A LEADING psychiatrist has won the first step in a bid to block a General Medical Council probe into allegations he subjected a woman to ‘bizarre’ parental tests.

Dr George Hibbert, who has run the rule over hundreds of parents for social services at his assessment centre in Blunsdon, is facing complaints from a woman who says he should be struck off after recommending her baby be taken into care.

The GMC launched an investigation after the woman, in her 30s, alleged, among other things, that Dr Hibbert subjected her to unorthodox assessments and wrongly urged that her three-month-old baby be taken from her care by social workers. He vehemently denies there is any basis to her complaints.

Last week, a top judge opened the way for Dr Hibbert to mount a full High Court challenge to the GMC’s decision to trigger an inquiry, saying there were ‘arguable grounds’ for stopping the probe in its tracks.
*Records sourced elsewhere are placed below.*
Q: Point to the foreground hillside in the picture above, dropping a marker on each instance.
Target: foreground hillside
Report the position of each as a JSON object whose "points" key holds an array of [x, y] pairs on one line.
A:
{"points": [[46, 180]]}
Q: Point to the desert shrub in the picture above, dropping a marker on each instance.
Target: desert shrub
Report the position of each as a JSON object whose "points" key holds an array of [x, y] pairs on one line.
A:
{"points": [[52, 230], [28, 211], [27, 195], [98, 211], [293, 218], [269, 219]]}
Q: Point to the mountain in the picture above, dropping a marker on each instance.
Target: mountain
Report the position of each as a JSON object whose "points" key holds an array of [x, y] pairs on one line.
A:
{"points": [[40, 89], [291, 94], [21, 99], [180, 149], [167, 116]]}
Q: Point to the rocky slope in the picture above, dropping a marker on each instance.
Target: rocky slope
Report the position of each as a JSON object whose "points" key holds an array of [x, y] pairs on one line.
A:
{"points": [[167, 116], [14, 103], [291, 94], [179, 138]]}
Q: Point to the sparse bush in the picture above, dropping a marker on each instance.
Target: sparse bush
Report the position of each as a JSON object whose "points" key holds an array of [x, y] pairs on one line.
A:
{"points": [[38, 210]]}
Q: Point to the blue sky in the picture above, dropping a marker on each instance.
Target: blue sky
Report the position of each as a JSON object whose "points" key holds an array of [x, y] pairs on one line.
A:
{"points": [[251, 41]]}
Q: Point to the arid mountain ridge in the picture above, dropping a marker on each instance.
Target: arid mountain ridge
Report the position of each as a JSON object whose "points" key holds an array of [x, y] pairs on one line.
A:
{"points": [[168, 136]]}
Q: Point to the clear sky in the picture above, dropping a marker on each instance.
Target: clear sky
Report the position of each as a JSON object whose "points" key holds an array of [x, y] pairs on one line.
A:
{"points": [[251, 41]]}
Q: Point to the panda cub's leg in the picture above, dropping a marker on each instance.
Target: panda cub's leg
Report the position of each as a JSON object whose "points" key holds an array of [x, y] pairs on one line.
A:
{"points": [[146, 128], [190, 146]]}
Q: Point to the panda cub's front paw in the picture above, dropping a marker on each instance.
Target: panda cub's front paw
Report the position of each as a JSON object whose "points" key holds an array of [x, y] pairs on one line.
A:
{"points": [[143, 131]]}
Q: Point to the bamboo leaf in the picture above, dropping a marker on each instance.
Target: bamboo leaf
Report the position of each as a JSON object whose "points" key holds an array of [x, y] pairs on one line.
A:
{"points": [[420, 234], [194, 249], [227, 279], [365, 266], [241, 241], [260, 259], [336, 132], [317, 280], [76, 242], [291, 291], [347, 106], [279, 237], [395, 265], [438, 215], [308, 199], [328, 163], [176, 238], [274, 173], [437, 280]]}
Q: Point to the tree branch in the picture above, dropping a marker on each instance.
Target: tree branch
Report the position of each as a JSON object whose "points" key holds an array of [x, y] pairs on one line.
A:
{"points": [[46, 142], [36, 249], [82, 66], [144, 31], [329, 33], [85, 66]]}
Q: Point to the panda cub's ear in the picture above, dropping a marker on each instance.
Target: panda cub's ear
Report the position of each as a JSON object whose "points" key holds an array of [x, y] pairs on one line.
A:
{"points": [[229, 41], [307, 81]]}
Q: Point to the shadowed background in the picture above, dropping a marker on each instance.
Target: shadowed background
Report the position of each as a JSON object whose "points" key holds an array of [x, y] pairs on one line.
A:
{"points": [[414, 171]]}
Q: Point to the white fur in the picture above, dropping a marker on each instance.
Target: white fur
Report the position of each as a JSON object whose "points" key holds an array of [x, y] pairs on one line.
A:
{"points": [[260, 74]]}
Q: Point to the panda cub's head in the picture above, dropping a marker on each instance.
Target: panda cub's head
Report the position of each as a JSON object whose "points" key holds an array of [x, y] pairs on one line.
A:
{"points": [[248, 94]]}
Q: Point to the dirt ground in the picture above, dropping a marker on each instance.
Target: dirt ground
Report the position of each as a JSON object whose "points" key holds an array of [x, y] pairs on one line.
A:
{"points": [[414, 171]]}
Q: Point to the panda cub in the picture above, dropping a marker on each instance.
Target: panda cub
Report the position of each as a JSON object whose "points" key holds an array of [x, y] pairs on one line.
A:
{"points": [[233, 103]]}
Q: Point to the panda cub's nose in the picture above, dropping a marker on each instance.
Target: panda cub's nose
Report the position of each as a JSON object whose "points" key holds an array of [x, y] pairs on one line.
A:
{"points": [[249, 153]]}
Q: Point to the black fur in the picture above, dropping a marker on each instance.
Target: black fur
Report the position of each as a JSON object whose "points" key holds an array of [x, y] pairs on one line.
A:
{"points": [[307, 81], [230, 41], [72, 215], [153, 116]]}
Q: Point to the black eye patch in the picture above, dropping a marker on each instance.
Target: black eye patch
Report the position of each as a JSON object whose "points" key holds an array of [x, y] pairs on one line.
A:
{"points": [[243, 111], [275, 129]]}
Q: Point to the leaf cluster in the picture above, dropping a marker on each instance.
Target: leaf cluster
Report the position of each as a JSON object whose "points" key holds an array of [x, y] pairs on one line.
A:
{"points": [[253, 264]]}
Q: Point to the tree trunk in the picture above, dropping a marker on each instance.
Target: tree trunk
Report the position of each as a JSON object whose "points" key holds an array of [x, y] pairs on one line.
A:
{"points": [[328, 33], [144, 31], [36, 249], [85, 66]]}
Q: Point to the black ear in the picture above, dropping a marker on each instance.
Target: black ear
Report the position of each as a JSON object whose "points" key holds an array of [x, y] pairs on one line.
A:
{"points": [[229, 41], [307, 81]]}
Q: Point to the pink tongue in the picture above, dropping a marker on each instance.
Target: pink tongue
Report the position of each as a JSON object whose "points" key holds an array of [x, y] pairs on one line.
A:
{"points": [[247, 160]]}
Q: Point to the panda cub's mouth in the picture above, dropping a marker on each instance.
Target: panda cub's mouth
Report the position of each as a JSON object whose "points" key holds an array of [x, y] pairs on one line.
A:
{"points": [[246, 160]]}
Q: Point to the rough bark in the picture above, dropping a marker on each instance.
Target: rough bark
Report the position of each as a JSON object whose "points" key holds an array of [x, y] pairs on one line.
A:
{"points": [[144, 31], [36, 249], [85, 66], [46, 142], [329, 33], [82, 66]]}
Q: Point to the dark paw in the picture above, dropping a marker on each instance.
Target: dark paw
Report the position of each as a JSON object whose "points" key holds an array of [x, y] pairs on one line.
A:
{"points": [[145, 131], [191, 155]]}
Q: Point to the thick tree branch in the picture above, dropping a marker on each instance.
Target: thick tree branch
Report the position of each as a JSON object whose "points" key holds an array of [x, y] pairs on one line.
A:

Martin Spencer QC, for Dr Hibbert, said the woman who made the complaints was a former-drug user about whom social workers became concerned after she became pregnant in 2005.

The mother and baby – who had been made the subject of a protective care order before she was born in early 2006 – was referred to Dr Hibbert’s Tadpole Cottage centre for assessment.

During the baby’s three-month stay at the centre, she ‘failed to thrive’ and lost weight rapidly, before being transferred to hospital for treatment.

“A doctor was concerned that the baby might be withdrawing from drugs taken by her mother during the pregnancy,” said Mr Spencer.

The barrister said Dr Hibbert voiced concerns about the woman’s fitness as a parent and ‘stated his opinion that the baby should not be placed in her care’ before they were discharged from the assessment centre in mid-2006.

The baby was put into foster care but then returned to her mother later that year after a family judge ruled that was in the child’s best interests.

In June last year, the GMC received a complaint from the mother relating to her stay at Dr Hibbert’s Assessment in Care centre.

The woman claimed she was banned her from seeing her family during the assessment and that her baby was fed from a teat for such long spells that she developed a lip deformity.

She alleged she was subjected her to ‘bizarre’ parental tests, such as performing household chores in the centre while the baby was strapped to her, and criticised Dr Hibbert’s final recommendation that the baby be removed from her care, Mr Spencer added.

The QC said the GMC had also received another complaint about Dr Hibbert and he had been blasted in the media as a result. This included coverage in the Advertiser, as well as national publications such as the Daily Mail.

Departing from restrictions that normally block complaints being investigated more than five years after the event, the GMC decided to look into the woman’s accusations.

Mr Spencer argued the GMC was wrong to proceed without allowing Dr Hibbert a chance to challenge the mother’s assertion that she had ‘not felt strong enough’ to complain before.

However, Gemma White, for the GMC, said: “At this stage the question was simply whether the investigation should proceed, notwithstanding the five-year-rule.”

She said Dr Hibbert could defend the accusations if and when they reached a full hearing.

Mr Justice Ouseley granted permission for the case to be considered in a full judicial review, likely to take place in October.